Successful independent insurance agents and brokers have long understood the importance of building a strong relationship with their customers. Because insurance pricing is somewhat standard across the industry, a good client relationship can sometimes mean the difference between keeping a customer and losing him to a name-brand insurance corporation.

However, with more agents turning independent, the power of strong client relationships is no longer enough to differentiate agents from one another. Why should customers keep coming back to one agent when he can find the same pricing and service from another?

Agents need to sell more than price; they need to sell value. By effectively leveraging value-added services, marketing strategies and technological resources, agents and brokers can differentiate their selling propositions and create enduring businesses relationships.

Value-Added Resources

Standout agents and brokers don't just provide a good policy; they also offer value, delivering support throughout a policy's lifetime. Try combining forces with the insurer to provide the following value-added resources:

  • Improved Customer Support: Steer your clients toward carriers that offer dedicated customer support, automated certificate generation and other conveniences. You don't want the client relationship to break down because of poor insurer service.
  • Personal Service: Post-loss, hire a claims consultant to represent the client throughout the claim process, which will eliminate much of the frustration clients often experience when forced to deal with multiple claims representatives.
  • Intimate Knowledge: An insurer is too far removed from a particular insured to implement loss measures on an operational level. Agents and brokers, on the other hand, know their clients well and can recommend services tailored to their clients' specific needs.
  • Better Tools: Agents and brokers can work with the carrier, as well as consultants, to provide their clients with behavior-based tools that mitigate risk. This includes everything from up-to-date employee applications and background checks to advising clients to reduce concentrations of risk, which is especially important in light of new terrorism-associated risks.

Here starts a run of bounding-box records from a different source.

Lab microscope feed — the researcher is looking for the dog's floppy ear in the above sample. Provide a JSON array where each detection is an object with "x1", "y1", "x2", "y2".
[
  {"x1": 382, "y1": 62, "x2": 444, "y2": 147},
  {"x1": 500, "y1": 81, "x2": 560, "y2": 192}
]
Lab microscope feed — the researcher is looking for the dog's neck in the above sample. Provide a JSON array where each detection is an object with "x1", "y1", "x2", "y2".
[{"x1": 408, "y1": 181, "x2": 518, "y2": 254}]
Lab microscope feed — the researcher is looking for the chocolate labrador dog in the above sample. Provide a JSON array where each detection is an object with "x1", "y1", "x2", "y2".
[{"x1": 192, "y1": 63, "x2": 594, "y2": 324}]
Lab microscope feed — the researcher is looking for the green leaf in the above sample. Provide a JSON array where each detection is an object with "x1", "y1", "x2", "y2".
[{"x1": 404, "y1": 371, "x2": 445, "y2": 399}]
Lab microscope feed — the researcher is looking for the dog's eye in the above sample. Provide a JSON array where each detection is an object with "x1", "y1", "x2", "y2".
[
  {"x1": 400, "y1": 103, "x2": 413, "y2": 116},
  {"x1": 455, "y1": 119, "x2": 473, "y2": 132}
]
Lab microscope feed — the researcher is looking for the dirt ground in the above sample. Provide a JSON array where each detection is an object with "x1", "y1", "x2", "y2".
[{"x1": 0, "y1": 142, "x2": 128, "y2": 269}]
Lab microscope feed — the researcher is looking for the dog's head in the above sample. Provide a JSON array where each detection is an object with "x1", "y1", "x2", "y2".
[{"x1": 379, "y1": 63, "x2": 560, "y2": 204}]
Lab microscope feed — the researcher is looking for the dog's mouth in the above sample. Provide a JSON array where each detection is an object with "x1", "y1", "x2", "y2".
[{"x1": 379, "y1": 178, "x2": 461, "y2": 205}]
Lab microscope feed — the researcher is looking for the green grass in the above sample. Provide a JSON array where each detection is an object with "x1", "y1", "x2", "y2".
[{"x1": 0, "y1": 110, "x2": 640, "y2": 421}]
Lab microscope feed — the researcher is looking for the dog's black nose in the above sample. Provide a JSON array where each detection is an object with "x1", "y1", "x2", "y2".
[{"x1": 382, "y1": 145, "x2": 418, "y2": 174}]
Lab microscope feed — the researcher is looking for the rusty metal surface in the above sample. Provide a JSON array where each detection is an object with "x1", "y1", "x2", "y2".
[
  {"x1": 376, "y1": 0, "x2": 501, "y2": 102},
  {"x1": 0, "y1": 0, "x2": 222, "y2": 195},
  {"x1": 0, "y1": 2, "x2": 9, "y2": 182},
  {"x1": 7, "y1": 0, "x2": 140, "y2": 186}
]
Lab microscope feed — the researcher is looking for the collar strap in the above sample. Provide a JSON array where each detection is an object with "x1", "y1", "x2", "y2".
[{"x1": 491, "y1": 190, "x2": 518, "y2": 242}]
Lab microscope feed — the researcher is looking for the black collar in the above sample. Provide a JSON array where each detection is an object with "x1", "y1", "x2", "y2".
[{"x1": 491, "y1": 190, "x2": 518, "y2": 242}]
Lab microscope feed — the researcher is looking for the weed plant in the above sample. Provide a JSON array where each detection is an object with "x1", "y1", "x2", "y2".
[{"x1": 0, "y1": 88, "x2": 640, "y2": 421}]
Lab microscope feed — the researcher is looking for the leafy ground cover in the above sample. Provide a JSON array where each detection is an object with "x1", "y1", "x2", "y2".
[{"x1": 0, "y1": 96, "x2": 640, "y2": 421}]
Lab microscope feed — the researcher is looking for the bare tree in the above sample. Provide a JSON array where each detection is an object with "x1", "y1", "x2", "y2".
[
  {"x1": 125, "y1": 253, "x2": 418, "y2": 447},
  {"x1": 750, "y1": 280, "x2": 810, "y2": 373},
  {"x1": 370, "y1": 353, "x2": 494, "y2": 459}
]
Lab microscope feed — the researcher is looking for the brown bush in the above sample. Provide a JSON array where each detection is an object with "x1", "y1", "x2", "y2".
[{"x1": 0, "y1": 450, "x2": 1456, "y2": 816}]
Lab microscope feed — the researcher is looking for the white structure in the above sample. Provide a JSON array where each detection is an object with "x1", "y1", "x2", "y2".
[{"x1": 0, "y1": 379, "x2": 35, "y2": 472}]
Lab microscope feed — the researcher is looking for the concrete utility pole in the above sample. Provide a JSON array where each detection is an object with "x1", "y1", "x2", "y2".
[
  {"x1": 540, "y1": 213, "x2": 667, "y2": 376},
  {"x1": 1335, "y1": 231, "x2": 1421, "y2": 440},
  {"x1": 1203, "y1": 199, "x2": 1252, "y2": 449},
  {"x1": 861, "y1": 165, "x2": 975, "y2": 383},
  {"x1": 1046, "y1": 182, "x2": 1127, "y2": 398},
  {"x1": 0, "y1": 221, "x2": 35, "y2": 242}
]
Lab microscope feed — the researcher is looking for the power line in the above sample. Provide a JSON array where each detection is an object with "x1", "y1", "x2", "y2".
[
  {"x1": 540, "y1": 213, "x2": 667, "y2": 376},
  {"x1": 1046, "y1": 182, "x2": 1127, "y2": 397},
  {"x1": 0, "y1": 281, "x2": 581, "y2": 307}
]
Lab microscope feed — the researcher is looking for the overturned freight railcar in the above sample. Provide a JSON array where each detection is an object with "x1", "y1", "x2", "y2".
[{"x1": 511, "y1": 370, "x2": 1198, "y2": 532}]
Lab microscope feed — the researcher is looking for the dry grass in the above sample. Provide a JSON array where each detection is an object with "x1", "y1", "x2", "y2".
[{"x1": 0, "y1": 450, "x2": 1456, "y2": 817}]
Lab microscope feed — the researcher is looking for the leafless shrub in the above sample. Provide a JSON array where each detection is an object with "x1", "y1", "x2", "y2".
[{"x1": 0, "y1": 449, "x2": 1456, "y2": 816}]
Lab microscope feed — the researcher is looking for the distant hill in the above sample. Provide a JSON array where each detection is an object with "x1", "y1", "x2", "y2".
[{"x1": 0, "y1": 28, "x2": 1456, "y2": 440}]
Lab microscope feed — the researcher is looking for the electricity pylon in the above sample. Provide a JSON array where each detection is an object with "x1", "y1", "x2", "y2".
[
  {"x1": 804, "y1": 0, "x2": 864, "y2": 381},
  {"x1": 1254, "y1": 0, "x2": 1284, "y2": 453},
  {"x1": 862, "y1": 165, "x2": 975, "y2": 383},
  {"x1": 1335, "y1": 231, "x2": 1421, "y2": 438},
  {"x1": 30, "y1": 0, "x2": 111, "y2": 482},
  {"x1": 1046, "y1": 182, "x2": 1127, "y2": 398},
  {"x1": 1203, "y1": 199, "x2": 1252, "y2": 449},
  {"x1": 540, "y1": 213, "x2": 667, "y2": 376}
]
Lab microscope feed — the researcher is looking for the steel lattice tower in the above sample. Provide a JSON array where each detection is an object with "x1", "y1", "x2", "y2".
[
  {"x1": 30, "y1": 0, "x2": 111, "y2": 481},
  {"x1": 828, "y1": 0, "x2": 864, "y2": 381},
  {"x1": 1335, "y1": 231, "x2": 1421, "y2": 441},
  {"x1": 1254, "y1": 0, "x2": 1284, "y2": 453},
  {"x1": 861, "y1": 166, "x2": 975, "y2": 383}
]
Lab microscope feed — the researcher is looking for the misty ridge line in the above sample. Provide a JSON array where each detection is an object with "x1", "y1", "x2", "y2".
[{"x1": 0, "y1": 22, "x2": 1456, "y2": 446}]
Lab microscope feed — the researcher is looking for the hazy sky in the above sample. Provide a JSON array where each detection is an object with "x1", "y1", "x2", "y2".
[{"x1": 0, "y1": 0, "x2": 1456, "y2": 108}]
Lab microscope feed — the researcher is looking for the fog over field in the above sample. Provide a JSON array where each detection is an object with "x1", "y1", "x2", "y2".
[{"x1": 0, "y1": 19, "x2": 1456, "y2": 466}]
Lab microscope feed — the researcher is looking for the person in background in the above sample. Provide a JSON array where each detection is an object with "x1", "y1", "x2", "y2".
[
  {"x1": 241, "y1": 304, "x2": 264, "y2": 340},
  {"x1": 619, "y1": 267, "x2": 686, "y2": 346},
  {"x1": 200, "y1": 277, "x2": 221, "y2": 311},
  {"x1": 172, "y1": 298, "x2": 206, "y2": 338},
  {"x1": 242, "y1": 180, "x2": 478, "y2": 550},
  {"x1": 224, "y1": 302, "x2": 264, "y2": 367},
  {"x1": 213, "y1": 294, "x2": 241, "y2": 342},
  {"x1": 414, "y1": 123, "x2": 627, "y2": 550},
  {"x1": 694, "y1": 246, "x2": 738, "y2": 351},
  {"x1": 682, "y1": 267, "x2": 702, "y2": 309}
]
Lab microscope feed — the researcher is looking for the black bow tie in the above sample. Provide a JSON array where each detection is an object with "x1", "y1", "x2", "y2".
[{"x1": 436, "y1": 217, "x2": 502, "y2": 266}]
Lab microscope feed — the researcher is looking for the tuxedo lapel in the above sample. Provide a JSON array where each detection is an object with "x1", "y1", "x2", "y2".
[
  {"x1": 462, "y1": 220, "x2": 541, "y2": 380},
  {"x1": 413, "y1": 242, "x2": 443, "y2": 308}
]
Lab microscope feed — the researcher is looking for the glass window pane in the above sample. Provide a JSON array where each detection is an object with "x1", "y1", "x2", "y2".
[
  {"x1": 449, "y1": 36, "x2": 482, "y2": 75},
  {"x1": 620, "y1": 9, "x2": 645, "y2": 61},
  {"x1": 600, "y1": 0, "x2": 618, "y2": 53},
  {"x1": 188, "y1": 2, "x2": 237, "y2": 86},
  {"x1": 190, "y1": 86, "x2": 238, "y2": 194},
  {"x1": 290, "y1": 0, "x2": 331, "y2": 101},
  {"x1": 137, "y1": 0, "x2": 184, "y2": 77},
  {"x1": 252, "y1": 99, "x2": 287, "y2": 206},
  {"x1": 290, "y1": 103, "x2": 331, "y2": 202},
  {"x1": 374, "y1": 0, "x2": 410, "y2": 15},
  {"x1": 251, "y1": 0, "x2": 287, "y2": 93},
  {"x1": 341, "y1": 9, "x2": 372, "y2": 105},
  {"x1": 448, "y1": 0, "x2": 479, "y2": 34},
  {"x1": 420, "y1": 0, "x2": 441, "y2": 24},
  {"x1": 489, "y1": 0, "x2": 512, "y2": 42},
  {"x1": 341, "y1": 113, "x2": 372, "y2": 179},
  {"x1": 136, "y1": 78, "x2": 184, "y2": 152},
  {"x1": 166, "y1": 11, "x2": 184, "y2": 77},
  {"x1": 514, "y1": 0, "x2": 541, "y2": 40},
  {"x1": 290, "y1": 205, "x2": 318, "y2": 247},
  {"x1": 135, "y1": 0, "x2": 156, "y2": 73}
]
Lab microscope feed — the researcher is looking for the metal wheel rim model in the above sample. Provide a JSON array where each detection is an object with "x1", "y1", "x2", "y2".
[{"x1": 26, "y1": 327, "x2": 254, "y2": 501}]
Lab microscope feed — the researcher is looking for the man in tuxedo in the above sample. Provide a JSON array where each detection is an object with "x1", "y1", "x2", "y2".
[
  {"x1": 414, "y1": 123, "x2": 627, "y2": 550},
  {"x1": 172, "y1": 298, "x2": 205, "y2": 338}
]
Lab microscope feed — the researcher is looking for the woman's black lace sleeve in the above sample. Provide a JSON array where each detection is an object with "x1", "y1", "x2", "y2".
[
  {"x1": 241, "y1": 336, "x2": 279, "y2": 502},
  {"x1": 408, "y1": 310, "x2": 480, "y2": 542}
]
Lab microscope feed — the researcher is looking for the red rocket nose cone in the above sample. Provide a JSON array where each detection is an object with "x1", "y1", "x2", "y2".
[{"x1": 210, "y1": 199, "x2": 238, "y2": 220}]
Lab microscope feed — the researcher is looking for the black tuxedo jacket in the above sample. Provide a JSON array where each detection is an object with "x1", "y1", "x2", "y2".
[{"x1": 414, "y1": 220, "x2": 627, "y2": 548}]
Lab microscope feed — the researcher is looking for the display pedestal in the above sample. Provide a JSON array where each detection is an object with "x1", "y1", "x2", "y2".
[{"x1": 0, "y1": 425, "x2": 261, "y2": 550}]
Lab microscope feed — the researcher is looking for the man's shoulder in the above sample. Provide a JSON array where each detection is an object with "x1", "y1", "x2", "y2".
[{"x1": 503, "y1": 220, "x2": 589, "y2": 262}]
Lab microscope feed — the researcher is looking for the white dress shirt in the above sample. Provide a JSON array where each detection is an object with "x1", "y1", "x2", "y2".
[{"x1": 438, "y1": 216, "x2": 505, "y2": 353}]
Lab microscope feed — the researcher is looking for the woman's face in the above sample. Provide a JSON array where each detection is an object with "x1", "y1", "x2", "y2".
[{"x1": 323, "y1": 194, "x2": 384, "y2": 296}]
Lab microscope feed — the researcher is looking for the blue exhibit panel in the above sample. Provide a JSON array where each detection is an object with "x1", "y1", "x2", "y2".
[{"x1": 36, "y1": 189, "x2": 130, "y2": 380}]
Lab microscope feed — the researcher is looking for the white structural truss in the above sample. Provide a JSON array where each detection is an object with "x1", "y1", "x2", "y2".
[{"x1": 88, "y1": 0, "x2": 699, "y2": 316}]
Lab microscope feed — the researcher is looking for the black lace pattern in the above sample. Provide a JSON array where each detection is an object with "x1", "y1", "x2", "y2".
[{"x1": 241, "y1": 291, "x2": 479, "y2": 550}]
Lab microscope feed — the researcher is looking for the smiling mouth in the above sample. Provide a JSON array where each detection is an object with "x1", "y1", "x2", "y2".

These additional services may seem small, but they can mean the difference between a satisfied one-time customer and a customer who returns for all their subsequent insurance needs.

Market Strategies

With the high number of companies that have exited the property-casualty market or reduced their exposure, remaining insurers are implementing more diligent underwriting practices: just as the insured wants a reliable and financially solid company, insurers are seeking quality risks. Because an agent enjoys the unique position of knowing both the client and the insurance market, he or she can position the client's account in the market to optimize deal structures.

In some situations, a broker may face a potential or even a return client with a difficult risk to place. But what the broker might know, which is not immediately obvious in a submission, is that the losses were anomalous, their cause has been remedied or the exposures are well controlled. In other words, the client is no longer a risk in person, even if he seems one on paper.

If the agent has a good relationship with a particular carrier, he may be able to work with that carrier to create a deal structure that comes to terms with that particular risk. The smart broker then can leverage his or her place in the market and turn what seems like a bad risk into a satisfied client.

Technology

In the last few years, as technology becomes more prevalent, many companies have capitalized on technology to automate and depersonalize customer relationships. The savvy agent knows, however, that technology should not be used to replace service, but to augment value.

Technology can save time, but it can also help brokers and agents know their customers and provide better service.

  • Transmit Information: Today's technology allows for ready access to critical information about potential clients and the insurance market. Use web-bases systems to access information on a potential client and create pre-qualified leads in order to save time, money and crucial resources.
  • Stay Informed: Technology allows producers to stay abreast of the latest information about exposures, such as new or pending legislation, new case law and regulatory changes, for example. By keeping your clients informed about new developments, you become a source of key information.
  • Manage Communication: Contact management software allows agents to maintain important client relationships while building new ones. Use software such as Microsoft Outlook, FileMaker Pro or ACT! to build client relations, track and send email, manage phone calls and to keep positive lines of communication open.

Agents and brokers need to remember that today's market is more competitive than it has been in decades. Successful producers take advantage of the resources available to them and leverage market offerings in order to build strong client relations and strong businesses. They sell competitively priced policies and offer excellent service, but they also provide something other agents don't: value.